A month later, General Sir John Maxwell, British commander at Dublin, announced that the youthful professor, like the other battalion officers, had been condemned to death, and that unlike the others, his sentence had been commuted to penal servitude for life in a British prison. The reason for this clemency could only be guessed, but the fact that this young rebel was born in the U. S. of a Spanish father and an Irish mother and might technically even be considered a U. S. citizen, was an important argument for a Great Britain just then anxious for U. S. aid in the War. This U. S.-born Spanish-Irishman was christened in New York's St. Agnes' Church as Edward. In Ireland where he lived from the age of 2½, he adopted the Gaelic equivalent, Eamon. His full name was Eamon de Valera.
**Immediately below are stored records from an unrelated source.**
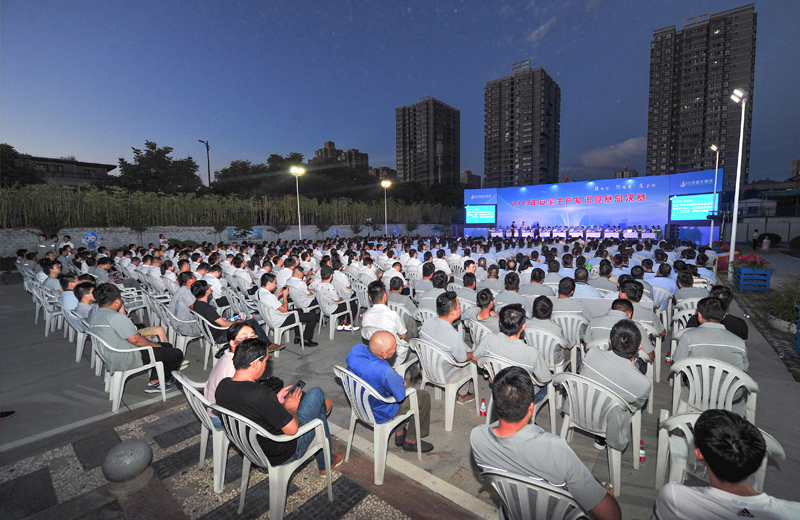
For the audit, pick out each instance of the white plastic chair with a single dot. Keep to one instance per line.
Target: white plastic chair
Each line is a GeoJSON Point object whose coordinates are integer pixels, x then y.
{"type": "Point", "coordinates": [274, 320]}
{"type": "Point", "coordinates": [433, 361]}
{"type": "Point", "coordinates": [494, 364]}
{"type": "Point", "coordinates": [76, 330]}
{"type": "Point", "coordinates": [589, 406]}
{"type": "Point", "coordinates": [477, 331]}
{"type": "Point", "coordinates": [115, 381]}
{"type": "Point", "coordinates": [358, 393]}
{"type": "Point", "coordinates": [219, 441]}
{"type": "Point", "coordinates": [676, 455]}
{"type": "Point", "coordinates": [526, 497]}
{"type": "Point", "coordinates": [424, 314]}
{"type": "Point", "coordinates": [209, 333]}
{"type": "Point", "coordinates": [711, 384]}
{"type": "Point", "coordinates": [244, 434]}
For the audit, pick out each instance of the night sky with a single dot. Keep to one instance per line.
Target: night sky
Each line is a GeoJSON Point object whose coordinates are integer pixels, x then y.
{"type": "Point", "coordinates": [94, 78]}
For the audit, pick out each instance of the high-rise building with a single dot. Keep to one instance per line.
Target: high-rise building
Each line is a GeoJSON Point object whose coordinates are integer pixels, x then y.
{"type": "Point", "coordinates": [352, 157]}
{"type": "Point", "coordinates": [470, 181]}
{"type": "Point", "coordinates": [692, 75]}
{"type": "Point", "coordinates": [522, 133]}
{"type": "Point", "coordinates": [428, 142]}
{"type": "Point", "coordinates": [625, 173]}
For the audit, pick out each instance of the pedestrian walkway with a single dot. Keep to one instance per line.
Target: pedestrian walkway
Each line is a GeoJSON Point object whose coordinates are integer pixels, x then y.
{"type": "Point", "coordinates": [64, 427]}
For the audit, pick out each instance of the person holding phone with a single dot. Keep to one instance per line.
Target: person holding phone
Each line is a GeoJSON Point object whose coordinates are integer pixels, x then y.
{"type": "Point", "coordinates": [281, 412]}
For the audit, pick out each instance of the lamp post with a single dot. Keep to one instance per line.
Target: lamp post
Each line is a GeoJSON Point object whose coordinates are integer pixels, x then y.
{"type": "Point", "coordinates": [714, 148]}
{"type": "Point", "coordinates": [208, 160]}
{"type": "Point", "coordinates": [739, 97]}
{"type": "Point", "coordinates": [385, 184]}
{"type": "Point", "coordinates": [297, 171]}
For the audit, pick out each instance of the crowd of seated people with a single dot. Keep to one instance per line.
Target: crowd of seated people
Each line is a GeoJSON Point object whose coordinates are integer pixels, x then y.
{"type": "Point", "coordinates": [508, 285]}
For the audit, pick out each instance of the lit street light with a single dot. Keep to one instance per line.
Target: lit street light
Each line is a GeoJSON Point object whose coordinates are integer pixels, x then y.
{"type": "Point", "coordinates": [208, 160]}
{"type": "Point", "coordinates": [385, 184]}
{"type": "Point", "coordinates": [297, 171]}
{"type": "Point", "coordinates": [739, 97]}
{"type": "Point", "coordinates": [714, 148]}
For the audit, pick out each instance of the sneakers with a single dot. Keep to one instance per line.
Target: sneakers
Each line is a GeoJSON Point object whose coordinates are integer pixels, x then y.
{"type": "Point", "coordinates": [426, 446]}
{"type": "Point", "coordinates": [154, 388]}
{"type": "Point", "coordinates": [337, 460]}
{"type": "Point", "coordinates": [466, 398]}
{"type": "Point", "coordinates": [599, 442]}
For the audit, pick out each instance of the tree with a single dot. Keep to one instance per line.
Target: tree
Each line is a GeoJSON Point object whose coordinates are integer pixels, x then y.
{"type": "Point", "coordinates": [18, 168]}
{"type": "Point", "coordinates": [242, 177]}
{"type": "Point", "coordinates": [154, 169]}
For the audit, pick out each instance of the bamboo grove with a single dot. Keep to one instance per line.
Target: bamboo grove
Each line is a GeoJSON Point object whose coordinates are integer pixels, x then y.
{"type": "Point", "coordinates": [51, 206]}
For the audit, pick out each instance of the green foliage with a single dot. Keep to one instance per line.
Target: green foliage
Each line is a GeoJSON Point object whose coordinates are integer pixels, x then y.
{"type": "Point", "coordinates": [18, 168]}
{"type": "Point", "coordinates": [774, 239]}
{"type": "Point", "coordinates": [780, 302]}
{"type": "Point", "coordinates": [153, 169]}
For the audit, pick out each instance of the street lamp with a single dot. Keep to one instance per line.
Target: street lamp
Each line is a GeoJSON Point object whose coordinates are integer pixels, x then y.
{"type": "Point", "coordinates": [208, 160]}
{"type": "Point", "coordinates": [714, 148]}
{"type": "Point", "coordinates": [385, 184]}
{"type": "Point", "coordinates": [297, 171]}
{"type": "Point", "coordinates": [739, 97]}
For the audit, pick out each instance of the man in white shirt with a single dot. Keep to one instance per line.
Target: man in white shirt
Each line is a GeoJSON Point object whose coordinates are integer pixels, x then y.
{"type": "Point", "coordinates": [732, 449]}
{"type": "Point", "coordinates": [383, 318]}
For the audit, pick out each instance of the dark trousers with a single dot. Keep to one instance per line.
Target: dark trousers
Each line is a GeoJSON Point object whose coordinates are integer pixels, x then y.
{"type": "Point", "coordinates": [309, 319]}
{"type": "Point", "coordinates": [167, 354]}
{"type": "Point", "coordinates": [424, 401]}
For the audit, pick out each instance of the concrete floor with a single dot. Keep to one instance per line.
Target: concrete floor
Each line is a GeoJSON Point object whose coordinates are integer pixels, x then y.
{"type": "Point", "coordinates": [51, 393]}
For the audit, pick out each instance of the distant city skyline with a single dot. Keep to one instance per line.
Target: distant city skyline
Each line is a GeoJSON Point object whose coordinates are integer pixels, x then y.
{"type": "Point", "coordinates": [93, 79]}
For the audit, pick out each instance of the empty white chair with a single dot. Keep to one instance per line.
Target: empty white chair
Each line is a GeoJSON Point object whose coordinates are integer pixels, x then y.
{"type": "Point", "coordinates": [676, 455]}
{"type": "Point", "coordinates": [244, 434]}
{"type": "Point", "coordinates": [274, 319]}
{"type": "Point", "coordinates": [711, 384]}
{"type": "Point", "coordinates": [589, 406]}
{"type": "Point", "coordinates": [115, 381]}
{"type": "Point", "coordinates": [433, 361]}
{"type": "Point", "coordinates": [358, 393]}
{"type": "Point", "coordinates": [529, 498]}
{"type": "Point", "coordinates": [219, 441]}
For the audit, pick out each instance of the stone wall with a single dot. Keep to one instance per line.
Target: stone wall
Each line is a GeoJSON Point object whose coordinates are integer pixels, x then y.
{"type": "Point", "coordinates": [13, 239]}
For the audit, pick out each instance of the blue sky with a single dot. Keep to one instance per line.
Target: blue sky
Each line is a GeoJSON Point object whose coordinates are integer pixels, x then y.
{"type": "Point", "coordinates": [95, 78]}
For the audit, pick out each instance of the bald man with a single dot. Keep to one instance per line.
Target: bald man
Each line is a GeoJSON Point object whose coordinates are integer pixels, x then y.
{"type": "Point", "coordinates": [371, 364]}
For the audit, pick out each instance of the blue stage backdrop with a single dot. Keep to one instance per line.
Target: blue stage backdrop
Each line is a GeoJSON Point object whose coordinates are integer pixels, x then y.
{"type": "Point", "coordinates": [607, 202]}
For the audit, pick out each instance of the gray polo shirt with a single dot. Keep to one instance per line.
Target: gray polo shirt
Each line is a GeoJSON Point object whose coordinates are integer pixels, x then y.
{"type": "Point", "coordinates": [603, 283]}
{"type": "Point", "coordinates": [115, 328]}
{"type": "Point", "coordinates": [509, 297]}
{"type": "Point", "coordinates": [712, 340]}
{"type": "Point", "coordinates": [517, 351]}
{"type": "Point", "coordinates": [532, 451]}
{"type": "Point", "coordinates": [571, 305]}
{"type": "Point", "coordinates": [492, 322]}
{"type": "Point", "coordinates": [536, 289]}
{"type": "Point", "coordinates": [600, 328]}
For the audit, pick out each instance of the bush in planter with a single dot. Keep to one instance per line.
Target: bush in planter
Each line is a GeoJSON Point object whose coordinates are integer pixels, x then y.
{"type": "Point", "coordinates": [780, 303]}
{"type": "Point", "coordinates": [752, 261]}
{"type": "Point", "coordinates": [774, 239]}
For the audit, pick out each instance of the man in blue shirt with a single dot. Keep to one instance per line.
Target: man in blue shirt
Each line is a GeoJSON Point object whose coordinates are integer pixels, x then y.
{"type": "Point", "coordinates": [370, 364]}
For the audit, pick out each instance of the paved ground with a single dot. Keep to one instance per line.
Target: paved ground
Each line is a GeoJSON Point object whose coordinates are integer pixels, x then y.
{"type": "Point", "coordinates": [63, 427]}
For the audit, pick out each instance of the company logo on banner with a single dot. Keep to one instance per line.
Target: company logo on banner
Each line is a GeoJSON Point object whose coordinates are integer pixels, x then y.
{"type": "Point", "coordinates": [485, 196]}
{"type": "Point", "coordinates": [694, 182]}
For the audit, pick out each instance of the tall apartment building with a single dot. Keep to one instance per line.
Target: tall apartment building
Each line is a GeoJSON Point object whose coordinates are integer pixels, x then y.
{"type": "Point", "coordinates": [428, 142]}
{"type": "Point", "coordinates": [625, 173]}
{"type": "Point", "coordinates": [522, 133]}
{"type": "Point", "coordinates": [352, 157]}
{"type": "Point", "coordinates": [692, 74]}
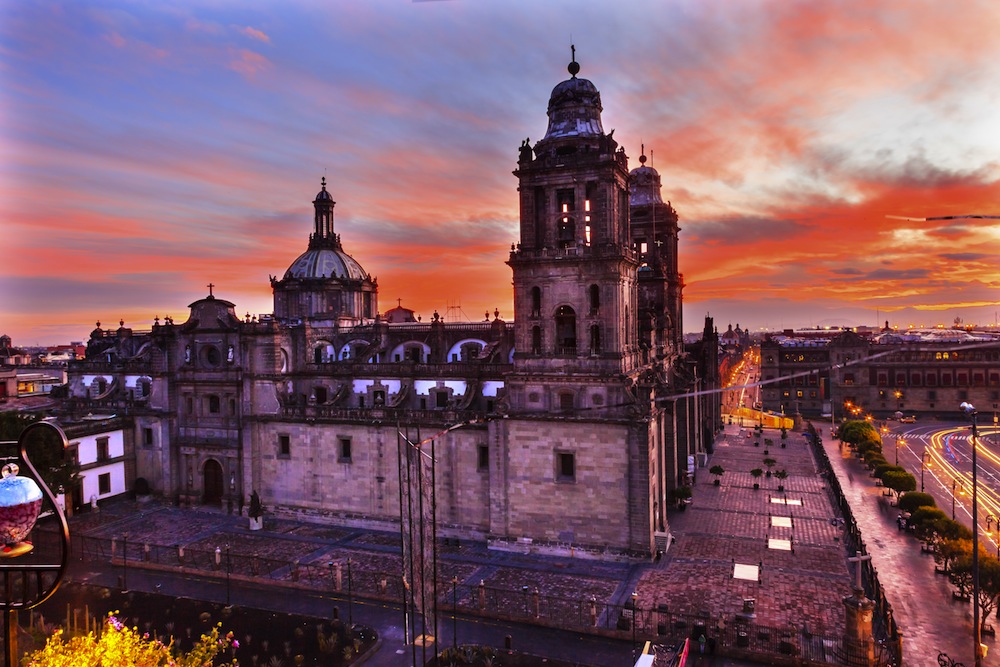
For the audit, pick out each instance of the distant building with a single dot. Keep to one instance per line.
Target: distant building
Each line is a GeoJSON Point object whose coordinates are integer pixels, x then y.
{"type": "Point", "coordinates": [13, 356]}
{"type": "Point", "coordinates": [567, 428]}
{"type": "Point", "coordinates": [102, 446]}
{"type": "Point", "coordinates": [925, 372]}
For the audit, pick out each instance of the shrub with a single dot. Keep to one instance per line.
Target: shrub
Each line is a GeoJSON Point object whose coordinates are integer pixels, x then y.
{"type": "Point", "coordinates": [913, 500]}
{"type": "Point", "coordinates": [899, 481]}
{"type": "Point", "coordinates": [121, 645]}
{"type": "Point", "coordinates": [881, 469]}
{"type": "Point", "coordinates": [681, 493]}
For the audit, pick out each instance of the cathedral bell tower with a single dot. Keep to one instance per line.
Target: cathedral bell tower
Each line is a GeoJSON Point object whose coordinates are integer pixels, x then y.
{"type": "Point", "coordinates": [575, 268]}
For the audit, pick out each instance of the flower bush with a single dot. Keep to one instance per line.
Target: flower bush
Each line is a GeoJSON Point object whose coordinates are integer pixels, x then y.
{"type": "Point", "coordinates": [120, 646]}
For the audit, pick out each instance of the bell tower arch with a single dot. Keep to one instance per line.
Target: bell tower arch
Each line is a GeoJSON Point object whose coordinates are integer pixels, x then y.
{"type": "Point", "coordinates": [575, 267]}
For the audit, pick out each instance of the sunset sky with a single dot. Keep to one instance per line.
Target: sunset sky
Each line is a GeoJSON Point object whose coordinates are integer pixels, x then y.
{"type": "Point", "coordinates": [150, 148]}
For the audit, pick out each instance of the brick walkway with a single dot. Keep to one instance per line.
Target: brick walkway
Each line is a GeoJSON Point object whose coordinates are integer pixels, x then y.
{"type": "Point", "coordinates": [733, 522]}
{"type": "Point", "coordinates": [725, 525]}
{"type": "Point", "coordinates": [930, 620]}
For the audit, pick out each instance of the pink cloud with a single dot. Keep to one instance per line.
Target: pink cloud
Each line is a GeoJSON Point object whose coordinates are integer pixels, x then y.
{"type": "Point", "coordinates": [249, 63]}
{"type": "Point", "coordinates": [253, 33]}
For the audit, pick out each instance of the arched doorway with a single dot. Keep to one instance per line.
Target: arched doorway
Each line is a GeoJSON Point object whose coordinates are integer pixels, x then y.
{"type": "Point", "coordinates": [213, 483]}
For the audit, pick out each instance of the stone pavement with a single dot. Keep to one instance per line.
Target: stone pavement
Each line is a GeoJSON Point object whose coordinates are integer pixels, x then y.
{"type": "Point", "coordinates": [930, 620]}
{"type": "Point", "coordinates": [733, 524]}
{"type": "Point", "coordinates": [802, 577]}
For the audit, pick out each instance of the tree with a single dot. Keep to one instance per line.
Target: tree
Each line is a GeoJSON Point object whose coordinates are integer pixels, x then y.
{"type": "Point", "coordinates": [120, 646]}
{"type": "Point", "coordinates": [913, 500]}
{"type": "Point", "coordinates": [960, 572]}
{"type": "Point", "coordinates": [781, 475]}
{"type": "Point", "coordinates": [947, 550]}
{"type": "Point", "coordinates": [859, 432]}
{"type": "Point", "coordinates": [989, 585]}
{"type": "Point", "coordinates": [899, 481]}
{"type": "Point", "coordinates": [881, 469]}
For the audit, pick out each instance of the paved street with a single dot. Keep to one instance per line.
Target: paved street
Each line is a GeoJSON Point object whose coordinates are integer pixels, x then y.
{"type": "Point", "coordinates": [786, 538]}
{"type": "Point", "coordinates": [922, 602]}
Released from his English jail by a general amnesty in 1917, Eamon de Valera returned to Ireland to become an idol. Though it meant being beaten up, arrested and even imprisoned, thousands of Irishmen persisted in wearing publicly little badges bearing his picture. A million homes had his portrait hung in the place of honor. Irish Republicans inconsistently sang a song with the refrain, "We'll crown de Valera King of Ireland."
In no time he became head of Sinn Fein (which means "ourselves alone"), a political party which, until dominated by de Valera and his Republican cohorts, had worked for no Republic but only a separate Irish Parliament under the British monarchy. That was much too tame a program for the new, determined leader. Before long he was elected an M.P., fully entitled to sit in the British House of Commons a privilege he never enjoyed, since he refused at that time to take an oath of allegiance to the British King. In the 1918 general election de Valera & Party swept the Irish polls with the slogans "Up the Rebels!" and "Up de Valera ! " Instead of taking their seats at Westminster, where they would be in a permanent minority, the newly elected M.P.s met at Dublin as Dail Eireann (Assembly of Ireland) and called them selves T.D.'s or Teachta Dala (Assembly Deputy).